After the evaluation period and the constitution of the groups, the phonological awareness therapy was conducted with the EG. The subgroups were formed by five groups of three children and one group of two children.

The phonological awareness therapy was performed in the school, during lecture time, in an specific room for this study. The frequency of the therapy was three sessions of thirty minutes each, per week, totalizing 18 hours and 36 sessions, during the months of August, September, October and November. The activities performed during this study were elaborated systematically, comprising all the abilities assessed by the PAT (Capovilla & Capovilla, 1998). All therapy's tactics were planned and accomplished by the author of this study the same way in the five subgroups of the EG. Simultaneously to the phonological awareness exercises, activities of explicit teaching of the correlation grapheme-phoneme were performed, i.e. the teaching that for each sound of the words, there is a graphic code (grapheme) that represents it.

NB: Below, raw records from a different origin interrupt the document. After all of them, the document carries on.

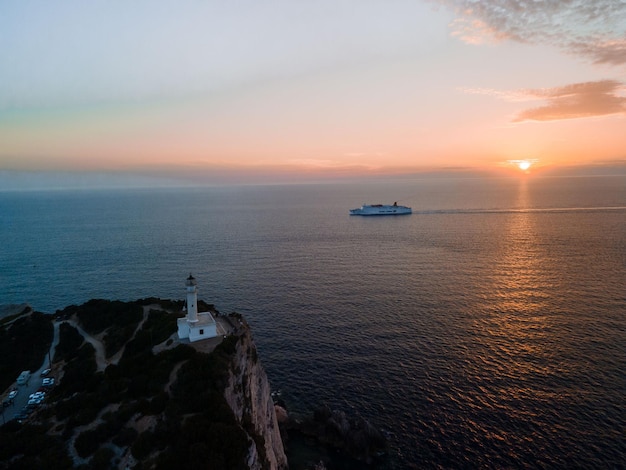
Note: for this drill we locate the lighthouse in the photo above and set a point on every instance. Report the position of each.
(192, 299)
(195, 326)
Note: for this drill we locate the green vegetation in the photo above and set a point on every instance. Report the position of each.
(177, 395)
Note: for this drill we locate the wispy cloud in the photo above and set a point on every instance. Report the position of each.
(577, 100)
(593, 29)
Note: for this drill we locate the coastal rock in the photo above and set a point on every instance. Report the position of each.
(248, 393)
(357, 437)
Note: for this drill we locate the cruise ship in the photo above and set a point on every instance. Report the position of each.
(381, 209)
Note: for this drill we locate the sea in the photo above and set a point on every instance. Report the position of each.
(485, 330)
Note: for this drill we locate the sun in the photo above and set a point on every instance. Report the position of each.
(523, 165)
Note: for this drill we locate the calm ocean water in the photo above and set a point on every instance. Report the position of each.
(488, 329)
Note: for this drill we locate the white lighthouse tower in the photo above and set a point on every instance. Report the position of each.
(192, 299)
(195, 325)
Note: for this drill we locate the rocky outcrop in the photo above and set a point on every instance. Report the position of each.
(248, 395)
(355, 437)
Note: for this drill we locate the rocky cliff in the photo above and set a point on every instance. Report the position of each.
(248, 394)
(128, 394)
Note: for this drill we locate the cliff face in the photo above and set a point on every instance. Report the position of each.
(248, 394)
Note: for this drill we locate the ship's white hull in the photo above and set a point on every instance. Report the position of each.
(381, 209)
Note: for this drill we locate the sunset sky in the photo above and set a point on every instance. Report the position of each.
(211, 91)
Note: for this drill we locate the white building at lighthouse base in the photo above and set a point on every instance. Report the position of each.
(203, 328)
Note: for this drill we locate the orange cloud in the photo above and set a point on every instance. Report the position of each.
(576, 101)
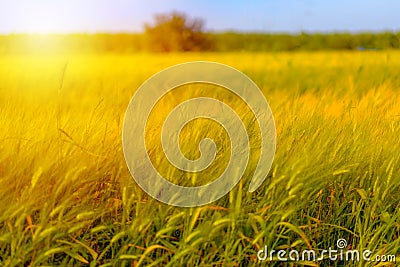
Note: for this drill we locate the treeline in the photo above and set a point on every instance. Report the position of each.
(230, 41)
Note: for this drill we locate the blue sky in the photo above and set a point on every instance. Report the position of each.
(63, 16)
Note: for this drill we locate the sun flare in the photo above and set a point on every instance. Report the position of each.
(45, 17)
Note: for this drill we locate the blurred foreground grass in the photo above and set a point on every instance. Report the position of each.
(67, 197)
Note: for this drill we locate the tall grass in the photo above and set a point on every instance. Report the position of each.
(67, 197)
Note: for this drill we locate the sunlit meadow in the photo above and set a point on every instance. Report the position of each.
(68, 199)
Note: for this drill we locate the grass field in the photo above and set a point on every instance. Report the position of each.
(68, 199)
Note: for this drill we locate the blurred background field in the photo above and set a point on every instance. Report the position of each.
(330, 71)
(68, 198)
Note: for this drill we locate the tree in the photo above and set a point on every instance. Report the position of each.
(176, 32)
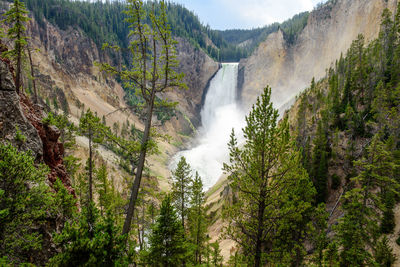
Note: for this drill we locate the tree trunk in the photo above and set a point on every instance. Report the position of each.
(35, 99)
(138, 176)
(18, 71)
(90, 166)
(257, 258)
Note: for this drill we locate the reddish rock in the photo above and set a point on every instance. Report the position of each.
(52, 149)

Once the therapy was concluded, the re-evaluation of the EG and CG started, with the same protocols used in the initial evaluation. The AG wasn't included in the final evaluation, once it presented satisfactory performance in all initial evaluations. The inclusion of this group in the research was in order to help in the performance analysis of the other groups, using it as a comparison measure in the later comments.

Data analysis

The individual results concerning the children's performance during reading and writing evaluation were distributed linearly. The statistical study showed that the distribution was non-normal and, therefore, the test Chi-square was used with a significance level of 5% (p<0.05).

The individual results concerning the children's performance in the phonological awareness evaluation were distributed linearly. Initially, the variance analysis was performed (ANOVA) and the test F (that characterizes the differences between the results as significant or not), besides the Tukey Test per group and per evaluation, which uses letters to classify the means obtained (a and b). In this case, the letters that are repeated show that the results don't present statistically significant variation. The data were analyzed after the transformation

. The considered significance level was 5% (p<0.05).

Results

Discussion

The results demonstrated in Tables 2, 3, 4 and 5 show that the phonological awareness therapy associated with the explicit teaching of the correspondence grapheme-phoneme interfered significantly in the literacy process of the EG, making a performance improvement possible in all evaluations. Morais (1996) shares with the literature consensus that there is a very narrow correlation between reading and phonological awareness, and in this research the results of the words reading test (Table 2) and of the phonological awareness (Table 6) evidenced a significant increase of the EG children's performance in both evaluations. Consequently, the good performance of the EG in the words reading test potentializes the capacity of these children to understand the material that was read (main purpose of reading). In fact, Poersch & Chiele (1998) report that in the initial phase of learning to read, the comprehension is a result of the ability to identify isolated words, and latter on is influenced by the life experiences of the person, as well as by the systematization of school learning.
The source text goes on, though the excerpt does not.